"POETICIDADES E OUTRAS FALAS"
RUBENS DA CUNHA


Reside em Joinville, SC. Autor de "Campo Avesso" e "Visitações do Humano". Acadêmico de Letras. Escreve semanalmente no Jornal A Notícia e coordena o Grupo de Poetas Zaragata. Na Web tem o e-book: "A busca entre o vazio", disponível para download,
na URL: <http://www.arcosonline.com/index.php?option=content&task=view&id=146&Itemid=>.
Blog "Casa de Paragens": <www.casadeparagens.blogspot.com>.

Coluna de 26/10/2010
(próxima coluna: 9/11/2010)


A atriz

Eu conheci uma atriz. Ela não não estava no palco. Estava na plateia, ao meu lado. Sou homem de sorte. Ela era mais que atriz: petúnia, turmalina, nêspera. Ela sorriu e disse que fazia teatro e o teatro se fez: Jocasta, Desdêmona, longa jornada noite a dentro. E ria mais, a atriz. Rio sobre mim, melhor: mar, daqueles da Odisseia, daqueles que acariciam sereias, ondinas, que fazem de marinheiros meninos surdos e seduzidos. Eu conheci uma atriz. Não estava representando, não estava em seu território sagrado proferindo as sacras palavras de alguém nem seguindo a direção de um outro. Estava ali, humana na inteireza, resoluta ao meu lado, inteirando-se de quem eu era, do que fazia, de como vim parar ali.

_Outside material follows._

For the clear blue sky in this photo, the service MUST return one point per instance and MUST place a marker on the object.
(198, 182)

Minha voz cadente na vergonha de sempre, quase se encarcera ainda mais dentro de mim. Respondi, entre as respirações, que eu fazia mundo com as palavras. Aquelas mesmas que a ajudavam a construir mundo sobre o palco. Ela enterneceu-se mais ainda, como se eu fosse jardim. Desses que estão sendo abandonados pela falta de tempo de seus donos. Ela olhou-me como se fosse retirar de mim matos nocivos, cantos escuros, umidezas perenes que me compõem.

Naqueles minutos que conversamos, eu fui a Ursa Maior. Fui explosão enxergada apenas pelos olhos solares da atriz. Ela confessou-me seu nome, um tanto das viagens, aproximações com cinema, TV. Mas o que a fazia pedra, sol, mar na completude, era aquele lugar ali, ela era mulher que gesticulava, que fazia das mãos origamis de carne, talvez com algum suor, alguma saliva. E aponta o palco, e diviniza-se.

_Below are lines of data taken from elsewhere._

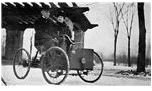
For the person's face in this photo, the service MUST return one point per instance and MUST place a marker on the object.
(60, 19)
(46, 14)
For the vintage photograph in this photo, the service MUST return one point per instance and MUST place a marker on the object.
(76, 43)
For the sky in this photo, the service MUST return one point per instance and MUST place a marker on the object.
(101, 38)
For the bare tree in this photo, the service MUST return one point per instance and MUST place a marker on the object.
(128, 17)
(142, 39)
(115, 21)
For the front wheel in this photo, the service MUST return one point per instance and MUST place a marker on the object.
(93, 75)
(21, 63)
(55, 65)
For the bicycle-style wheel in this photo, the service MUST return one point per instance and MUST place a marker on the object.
(55, 65)
(91, 76)
(21, 63)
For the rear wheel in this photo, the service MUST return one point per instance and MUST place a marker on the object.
(91, 76)
(55, 65)
(21, 63)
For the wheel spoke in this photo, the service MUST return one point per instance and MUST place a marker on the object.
(54, 67)
(21, 65)
(92, 75)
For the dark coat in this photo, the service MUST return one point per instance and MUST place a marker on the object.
(45, 30)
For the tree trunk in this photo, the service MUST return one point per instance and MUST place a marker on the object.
(129, 63)
(115, 47)
(142, 37)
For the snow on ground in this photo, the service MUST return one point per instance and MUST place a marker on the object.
(35, 78)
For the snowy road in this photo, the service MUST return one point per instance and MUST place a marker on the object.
(35, 78)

Logo o que viemos assistir ali começaria. Eu não queria. Fiquei pedindo atrasos, acidentes, falta de luz, para que somente a atriz que eu acabei de conhecer iluminasse tudo. Sou homem de sorte, já falei. Conhecer uma atriz não é destino fácil, não é acontecimento banal como pombos na praça, carros parados sobre pontes, terremotos, quedas de ultraleves, filmes ruins, filosofias da incompreensão. Conhecer uma atriz é raro e é preciso. Ainda mais assim, uma atriz transfigurada em plateia, uma atriz quase minha igual no mundo. Eu que sempre as vi à distância, sendo quem não são, sendo rainhas, cabras, putas, mortes e senhoras respeitáveis, agora estava ali, sentado ao lado de uma atriz que naquele momento era apenas um nome e sobrenome. Apenas uma mulher querendo ver uma peça. Mas quando pronunciou-se atriz, tive que destituir-lhe o cargo de anônima, tive que lançá-la nos holofotes. É inevitável quando se conhece uma atriz.

A peça que viemos ver começou. Os escuros acobertaram olhos, cabelos, o colo denso. Pouco vi dos outros atores e atrizes sobre o palco. Pareciam bodes, animais de luto. Ao meu lado, a atriz parecia se ver em seus colegas de trabalho, enquanto eu me via vendo a atriz. Talvez fosse ela um jardim. Talvez minhas eternas ervas daninhas tenham tido momentos difíceis no dia em que conheci uma atriz.